Only certain medical concerns are being included in the program. By only offering these services for minor injuries and medical problems, there is less risk that a serious condition will be missed.
“This program strives to improve quality of care and be more efficient by avoiding unnecessary transport to the emergency department for certain patients with less severe conditions,” said Amie Thornton, president, chief hospital executive, JFK University Medical Center.
“The Emergency Triage, Treat and Transport program will allow Medicare beneficiaries in Hackensack University Medical Center’s and JFK University Medical Center’s EMS service areas to get the most appropriate urgent and emergency care at the right time and place,” said Mark Sparta, president, northern region, chief hospital executive, Hackensack University Medical Center.
Responding to 911 Calls more Efficiently
When a patient with a medical problem or their advocate calls 9-1-1, the EMS providers are required to take the patient to the closest appropriate hospital emergency department, even if they may not ultimately need emergency medical treatment at a hospital. When this happens, patients may incur higher out-of-pocket costs, and they may also use limited hospital bed space, resulting in longer wait times for all patients in need of emergency care.
The Emergency Triage, Treat and Transport Model enables emergency medical technicians (EMTs), paramedics, and nurses who provide EMS services at Hackensack Meridian Health to offer a person in need of less serious medical attention other options. Patients can choose to go to an urgent care or be treated through telehealth where they are, or if they prefer, they can still choose to be taken to the closest appropriate emergency department.
“Our EMTs, paramedics, and nurses receive special training to identify injuries and illnesses appropriate for the ET3 model program,” said Mark Bober, director, JFKUMC EMS. HUMC EMS medical director, Dr. Shaun Patterson, and JFKUMC EMS medical director, Dr. Howard Felderman, are responsible for overseeing the ET3 model protocols. “We reviewed data from hundreds of illnesses and injuries, and specifically chose those with very low risk of hospital admission,” said Dr. Patterson. Dr. Felderman said, “Our specially trained crews know that if there are any concerns for a patient’s safety, transport to the closest appropriate emergency department is still recommended.”
“Our hope,” said Michelle Kobayashi, director, HUMC EMS, “is that the ET3 Model will allow patients and their families to choose the care setting that is safest, most convenient, and least expensive.”
There are no additional costs to Medicare participants to use the Emergency Triage, Treat and Transport Program.
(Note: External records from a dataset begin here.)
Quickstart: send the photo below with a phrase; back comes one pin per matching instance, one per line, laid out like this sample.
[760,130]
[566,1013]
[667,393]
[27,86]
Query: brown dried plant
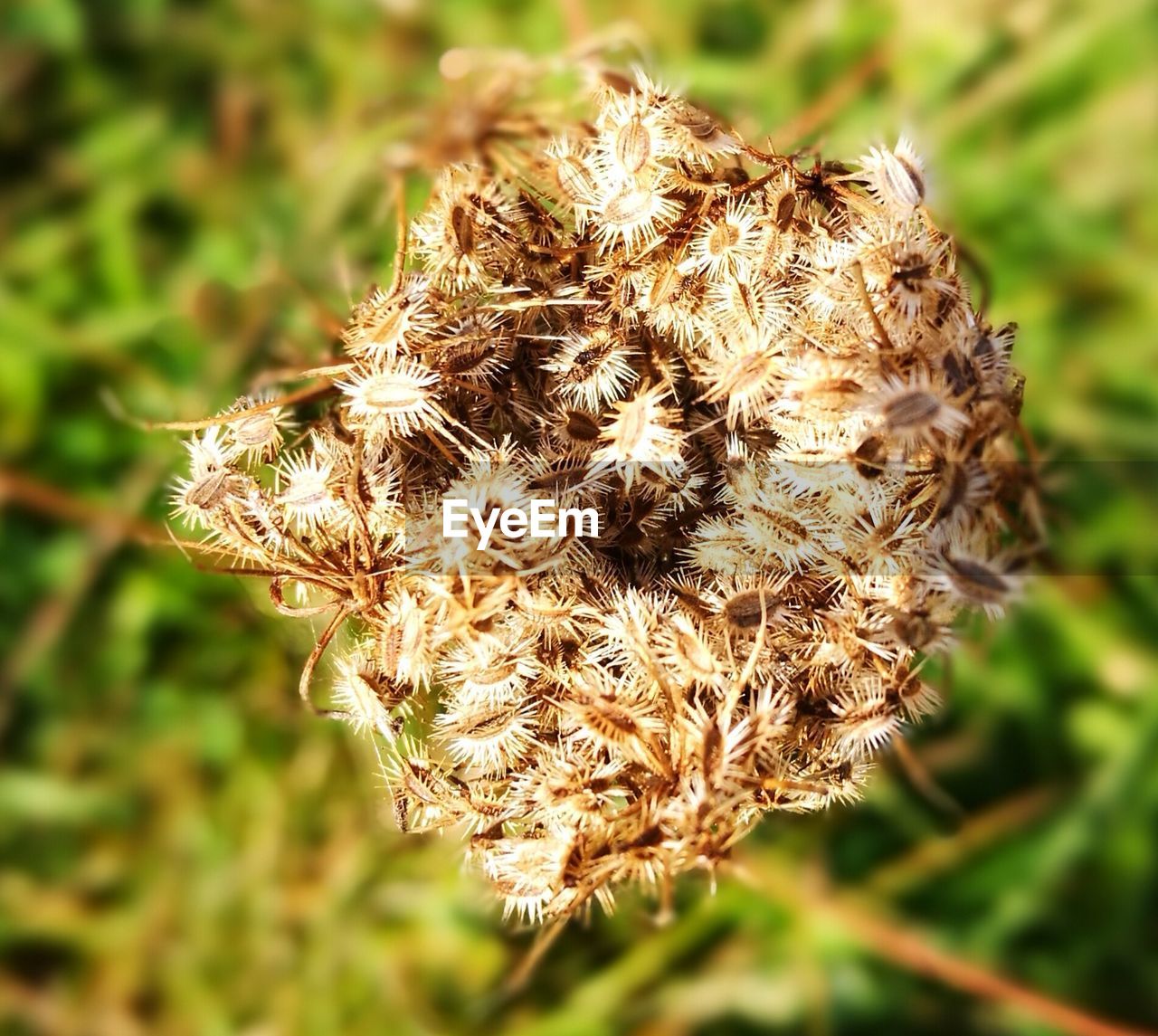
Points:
[765,374]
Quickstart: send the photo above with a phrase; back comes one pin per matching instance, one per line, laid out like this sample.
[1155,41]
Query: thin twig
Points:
[893,941]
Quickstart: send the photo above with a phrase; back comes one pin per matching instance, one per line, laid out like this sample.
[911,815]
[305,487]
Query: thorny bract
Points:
[765,374]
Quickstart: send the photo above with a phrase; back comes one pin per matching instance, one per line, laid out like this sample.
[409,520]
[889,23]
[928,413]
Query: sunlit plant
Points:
[764,372]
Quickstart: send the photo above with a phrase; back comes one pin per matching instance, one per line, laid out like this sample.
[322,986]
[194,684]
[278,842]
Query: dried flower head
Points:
[768,381]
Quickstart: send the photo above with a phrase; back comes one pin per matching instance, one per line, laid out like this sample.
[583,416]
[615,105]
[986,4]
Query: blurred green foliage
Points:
[188,190]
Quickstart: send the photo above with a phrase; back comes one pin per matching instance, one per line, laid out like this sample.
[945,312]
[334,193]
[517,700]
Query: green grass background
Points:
[185,189]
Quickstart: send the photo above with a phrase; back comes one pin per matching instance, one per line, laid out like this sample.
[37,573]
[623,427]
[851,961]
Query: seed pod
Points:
[632,145]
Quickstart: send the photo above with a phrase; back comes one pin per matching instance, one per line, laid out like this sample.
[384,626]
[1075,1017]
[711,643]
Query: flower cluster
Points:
[765,374]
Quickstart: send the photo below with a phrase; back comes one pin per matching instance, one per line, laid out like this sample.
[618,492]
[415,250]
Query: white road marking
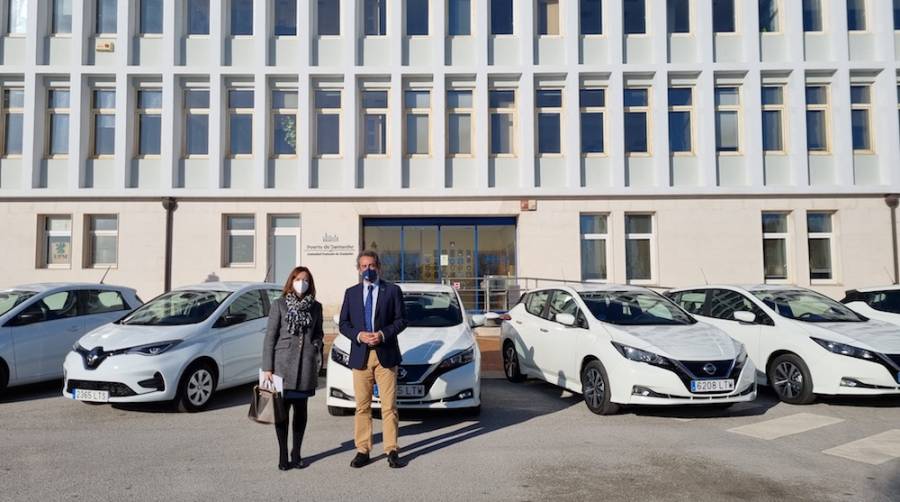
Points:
[874,450]
[785,426]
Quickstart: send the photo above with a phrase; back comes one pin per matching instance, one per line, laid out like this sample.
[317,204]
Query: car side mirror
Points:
[745,317]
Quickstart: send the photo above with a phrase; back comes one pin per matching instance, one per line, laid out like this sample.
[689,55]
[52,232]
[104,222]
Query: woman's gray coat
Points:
[285,356]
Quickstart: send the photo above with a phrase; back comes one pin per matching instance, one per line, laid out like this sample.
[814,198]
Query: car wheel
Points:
[511,367]
[196,388]
[595,389]
[789,377]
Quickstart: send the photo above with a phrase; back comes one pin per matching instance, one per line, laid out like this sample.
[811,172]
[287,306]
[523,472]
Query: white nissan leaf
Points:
[441,365]
[622,345]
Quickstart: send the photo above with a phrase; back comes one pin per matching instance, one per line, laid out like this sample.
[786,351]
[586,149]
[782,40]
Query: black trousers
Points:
[298,429]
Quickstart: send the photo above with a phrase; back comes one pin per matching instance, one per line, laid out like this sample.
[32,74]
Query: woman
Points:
[293,341]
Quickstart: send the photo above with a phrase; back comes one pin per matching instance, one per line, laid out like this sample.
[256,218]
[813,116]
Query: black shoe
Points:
[360,460]
[394,460]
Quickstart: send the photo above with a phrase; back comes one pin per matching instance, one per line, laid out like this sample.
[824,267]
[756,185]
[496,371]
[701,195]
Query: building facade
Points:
[657,142]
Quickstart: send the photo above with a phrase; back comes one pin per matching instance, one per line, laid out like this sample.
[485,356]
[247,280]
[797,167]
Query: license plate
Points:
[97,396]
[712,385]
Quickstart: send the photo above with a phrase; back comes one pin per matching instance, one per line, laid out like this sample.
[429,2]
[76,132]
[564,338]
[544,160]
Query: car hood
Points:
[690,342]
[871,335]
[123,336]
[425,345]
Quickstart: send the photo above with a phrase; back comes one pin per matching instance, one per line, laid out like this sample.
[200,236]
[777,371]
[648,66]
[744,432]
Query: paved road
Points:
[532,442]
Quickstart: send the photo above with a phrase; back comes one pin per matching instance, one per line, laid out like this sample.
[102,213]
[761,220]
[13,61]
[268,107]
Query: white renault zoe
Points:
[619,345]
[441,362]
[805,342]
[182,346]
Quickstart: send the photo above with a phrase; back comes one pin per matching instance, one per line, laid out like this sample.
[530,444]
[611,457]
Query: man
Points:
[372,316]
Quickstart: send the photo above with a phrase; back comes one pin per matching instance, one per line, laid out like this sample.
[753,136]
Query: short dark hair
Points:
[370,254]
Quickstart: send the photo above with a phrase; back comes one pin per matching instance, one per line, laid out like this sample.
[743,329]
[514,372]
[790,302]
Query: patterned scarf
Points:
[298,316]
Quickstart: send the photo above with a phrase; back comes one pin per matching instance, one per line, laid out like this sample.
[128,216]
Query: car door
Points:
[43,333]
[242,338]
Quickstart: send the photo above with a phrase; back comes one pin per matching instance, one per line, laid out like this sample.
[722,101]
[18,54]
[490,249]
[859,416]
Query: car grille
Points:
[115,389]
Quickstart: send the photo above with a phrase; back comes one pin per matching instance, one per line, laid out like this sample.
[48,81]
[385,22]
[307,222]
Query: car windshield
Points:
[177,308]
[634,308]
[432,310]
[806,306]
[10,299]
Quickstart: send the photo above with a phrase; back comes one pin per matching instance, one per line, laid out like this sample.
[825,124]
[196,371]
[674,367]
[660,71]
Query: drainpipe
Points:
[170,205]
[892,201]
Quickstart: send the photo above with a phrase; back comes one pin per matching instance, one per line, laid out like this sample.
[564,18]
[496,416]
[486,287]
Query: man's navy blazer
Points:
[390,319]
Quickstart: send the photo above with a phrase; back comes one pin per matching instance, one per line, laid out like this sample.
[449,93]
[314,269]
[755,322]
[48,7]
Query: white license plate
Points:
[97,396]
[712,385]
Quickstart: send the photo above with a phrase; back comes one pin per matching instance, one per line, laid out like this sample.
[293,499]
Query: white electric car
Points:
[182,346]
[39,323]
[441,365]
[805,342]
[622,345]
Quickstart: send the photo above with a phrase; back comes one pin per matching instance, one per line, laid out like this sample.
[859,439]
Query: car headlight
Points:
[846,350]
[642,356]
[153,349]
[459,359]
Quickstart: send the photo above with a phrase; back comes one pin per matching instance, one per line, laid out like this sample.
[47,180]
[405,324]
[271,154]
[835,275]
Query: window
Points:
[56,247]
[501,17]
[769,21]
[817,118]
[678,16]
[106,17]
[196,109]
[328,122]
[549,112]
[198,17]
[61,23]
[17,21]
[856,15]
[681,102]
[861,111]
[284,115]
[459,17]
[591,13]
[103,235]
[502,105]
[13,113]
[773,114]
[151,17]
[416,17]
[594,238]
[58,112]
[240,122]
[375,17]
[285,18]
[374,104]
[593,110]
[637,108]
[149,121]
[634,16]
[240,236]
[242,17]
[548,17]
[723,16]
[328,17]
[639,244]
[104,111]
[728,119]
[775,241]
[418,119]
[459,122]
[821,241]
[812,15]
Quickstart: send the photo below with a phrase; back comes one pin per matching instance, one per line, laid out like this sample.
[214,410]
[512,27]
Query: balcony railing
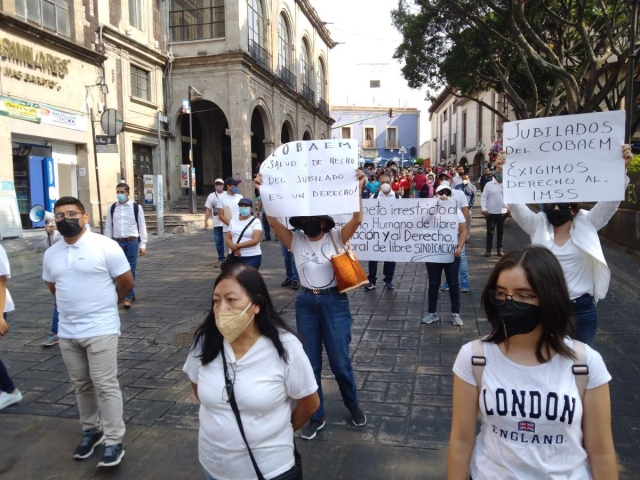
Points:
[308,93]
[288,77]
[323,106]
[260,55]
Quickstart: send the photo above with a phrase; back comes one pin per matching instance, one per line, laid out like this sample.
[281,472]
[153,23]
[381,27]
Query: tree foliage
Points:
[548,57]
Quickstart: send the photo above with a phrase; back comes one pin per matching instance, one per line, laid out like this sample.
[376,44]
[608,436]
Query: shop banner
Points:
[20,109]
[316,177]
[405,230]
[571,158]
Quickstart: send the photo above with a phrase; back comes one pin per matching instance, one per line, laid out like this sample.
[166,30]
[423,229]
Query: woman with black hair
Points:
[244,351]
[542,399]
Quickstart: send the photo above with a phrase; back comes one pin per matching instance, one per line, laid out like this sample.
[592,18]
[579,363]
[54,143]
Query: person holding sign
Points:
[451,270]
[572,236]
[322,312]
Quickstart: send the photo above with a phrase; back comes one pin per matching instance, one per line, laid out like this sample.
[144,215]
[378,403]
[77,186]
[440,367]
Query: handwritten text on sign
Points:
[404,230]
[572,158]
[315,177]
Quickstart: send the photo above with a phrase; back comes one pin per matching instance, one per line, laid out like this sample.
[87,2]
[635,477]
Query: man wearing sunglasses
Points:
[89,275]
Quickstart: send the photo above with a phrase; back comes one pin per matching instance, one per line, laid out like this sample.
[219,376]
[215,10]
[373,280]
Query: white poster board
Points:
[571,158]
[405,230]
[316,177]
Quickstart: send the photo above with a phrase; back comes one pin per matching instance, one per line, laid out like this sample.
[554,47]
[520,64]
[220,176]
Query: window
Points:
[392,137]
[51,14]
[139,83]
[196,19]
[369,137]
[135,14]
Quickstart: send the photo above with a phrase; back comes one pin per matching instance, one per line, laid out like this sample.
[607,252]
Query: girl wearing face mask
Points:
[246,248]
[266,369]
[322,312]
[572,236]
[542,398]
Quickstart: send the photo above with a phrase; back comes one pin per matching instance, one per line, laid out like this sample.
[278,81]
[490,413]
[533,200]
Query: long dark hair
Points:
[545,276]
[267,320]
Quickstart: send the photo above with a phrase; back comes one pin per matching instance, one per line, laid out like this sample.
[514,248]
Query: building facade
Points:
[257,74]
[381,132]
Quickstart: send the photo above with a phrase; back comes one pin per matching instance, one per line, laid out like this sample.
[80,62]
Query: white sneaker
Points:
[7,399]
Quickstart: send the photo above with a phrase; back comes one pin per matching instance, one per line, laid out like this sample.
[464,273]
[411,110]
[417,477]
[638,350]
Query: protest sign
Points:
[316,177]
[571,158]
[405,230]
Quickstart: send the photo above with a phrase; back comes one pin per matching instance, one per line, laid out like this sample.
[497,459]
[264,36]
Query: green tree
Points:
[548,57]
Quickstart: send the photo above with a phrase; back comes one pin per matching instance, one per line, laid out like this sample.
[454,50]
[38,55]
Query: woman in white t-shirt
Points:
[244,351]
[246,249]
[542,398]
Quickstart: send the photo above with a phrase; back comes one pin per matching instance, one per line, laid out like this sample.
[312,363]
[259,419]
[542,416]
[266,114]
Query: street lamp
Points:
[192,195]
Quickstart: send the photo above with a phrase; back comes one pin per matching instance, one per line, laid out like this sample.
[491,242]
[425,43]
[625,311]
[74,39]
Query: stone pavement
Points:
[403,370]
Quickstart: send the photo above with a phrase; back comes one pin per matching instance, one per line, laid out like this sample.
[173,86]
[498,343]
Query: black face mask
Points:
[69,227]
[312,229]
[518,321]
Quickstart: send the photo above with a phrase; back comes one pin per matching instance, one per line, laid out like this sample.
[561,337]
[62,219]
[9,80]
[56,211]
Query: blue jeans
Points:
[584,311]
[327,319]
[451,271]
[253,261]
[218,238]
[289,264]
[388,269]
[130,249]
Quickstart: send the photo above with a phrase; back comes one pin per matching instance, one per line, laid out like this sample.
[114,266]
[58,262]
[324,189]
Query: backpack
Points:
[136,211]
[580,368]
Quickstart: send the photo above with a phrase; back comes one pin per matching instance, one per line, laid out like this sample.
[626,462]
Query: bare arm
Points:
[463,429]
[124,284]
[598,439]
[305,407]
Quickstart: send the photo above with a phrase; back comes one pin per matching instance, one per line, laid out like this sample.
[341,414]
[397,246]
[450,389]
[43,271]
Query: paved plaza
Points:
[403,370]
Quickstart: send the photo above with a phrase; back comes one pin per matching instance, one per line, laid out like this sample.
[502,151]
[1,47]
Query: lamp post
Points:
[192,194]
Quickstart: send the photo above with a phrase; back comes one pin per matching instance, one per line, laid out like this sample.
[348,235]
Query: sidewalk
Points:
[403,371]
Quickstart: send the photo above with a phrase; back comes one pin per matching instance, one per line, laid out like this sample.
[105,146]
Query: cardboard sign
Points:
[316,177]
[405,230]
[571,158]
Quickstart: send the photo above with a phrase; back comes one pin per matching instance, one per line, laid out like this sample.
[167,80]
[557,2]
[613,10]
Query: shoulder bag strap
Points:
[236,412]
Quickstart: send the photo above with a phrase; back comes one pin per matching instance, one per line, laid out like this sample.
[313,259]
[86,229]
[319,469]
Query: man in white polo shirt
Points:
[89,275]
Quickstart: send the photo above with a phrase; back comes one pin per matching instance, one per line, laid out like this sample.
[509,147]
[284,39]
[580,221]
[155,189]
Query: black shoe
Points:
[310,429]
[111,455]
[358,418]
[90,440]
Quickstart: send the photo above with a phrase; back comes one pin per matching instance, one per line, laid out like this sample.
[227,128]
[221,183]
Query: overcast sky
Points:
[367,54]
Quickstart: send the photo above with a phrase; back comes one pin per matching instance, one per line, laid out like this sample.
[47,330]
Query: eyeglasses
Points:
[62,216]
[519,300]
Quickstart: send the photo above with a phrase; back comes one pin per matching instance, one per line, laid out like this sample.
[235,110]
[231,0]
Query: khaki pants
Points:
[93,367]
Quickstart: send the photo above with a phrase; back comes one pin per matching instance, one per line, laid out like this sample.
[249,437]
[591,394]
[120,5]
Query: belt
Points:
[321,291]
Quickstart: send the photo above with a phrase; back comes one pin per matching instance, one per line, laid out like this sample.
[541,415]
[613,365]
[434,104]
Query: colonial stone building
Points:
[257,71]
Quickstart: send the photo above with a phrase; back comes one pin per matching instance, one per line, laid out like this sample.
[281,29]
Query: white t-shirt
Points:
[236,226]
[231,201]
[313,259]
[211,204]
[531,416]
[264,385]
[85,289]
[5,269]
[578,267]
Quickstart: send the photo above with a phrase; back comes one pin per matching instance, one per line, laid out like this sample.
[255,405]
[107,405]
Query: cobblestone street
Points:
[403,370]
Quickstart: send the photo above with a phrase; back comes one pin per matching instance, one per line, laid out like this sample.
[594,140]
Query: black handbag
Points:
[230,259]
[295,472]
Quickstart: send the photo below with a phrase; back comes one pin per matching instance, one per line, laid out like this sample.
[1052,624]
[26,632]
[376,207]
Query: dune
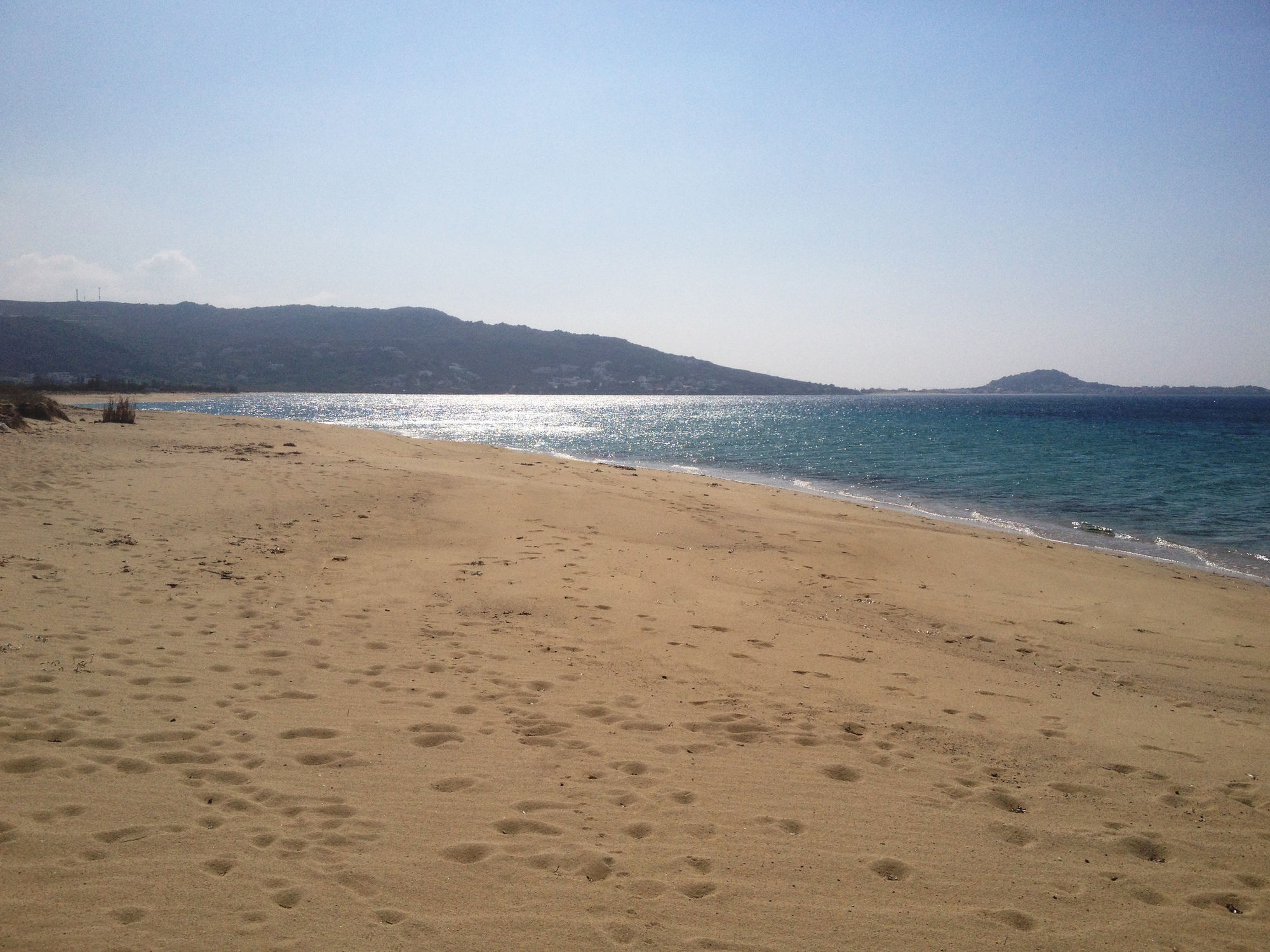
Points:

Patients are responsible for whatever portion of a Medicare claim they would normally have to pay.
Participation in the Emergency Triage, Treat and Transport Program is completely voluntary, and patients can choose to be transported to the emergency department instead of urgent care or a telemedicine visit.
Patients will only be brought to a type of facility that can provide the type of care they need. If that care is not available in an urgent care center or where the patient is located (home or other setting), they will be brought to the closest appropriate hospital emergency department.
The Medicare system initiated this pilot program to provide their beneficiaries with the most appropriate emergency services at the right time and place. While other insurers are encouraged to participate in the program, they are not required to do so.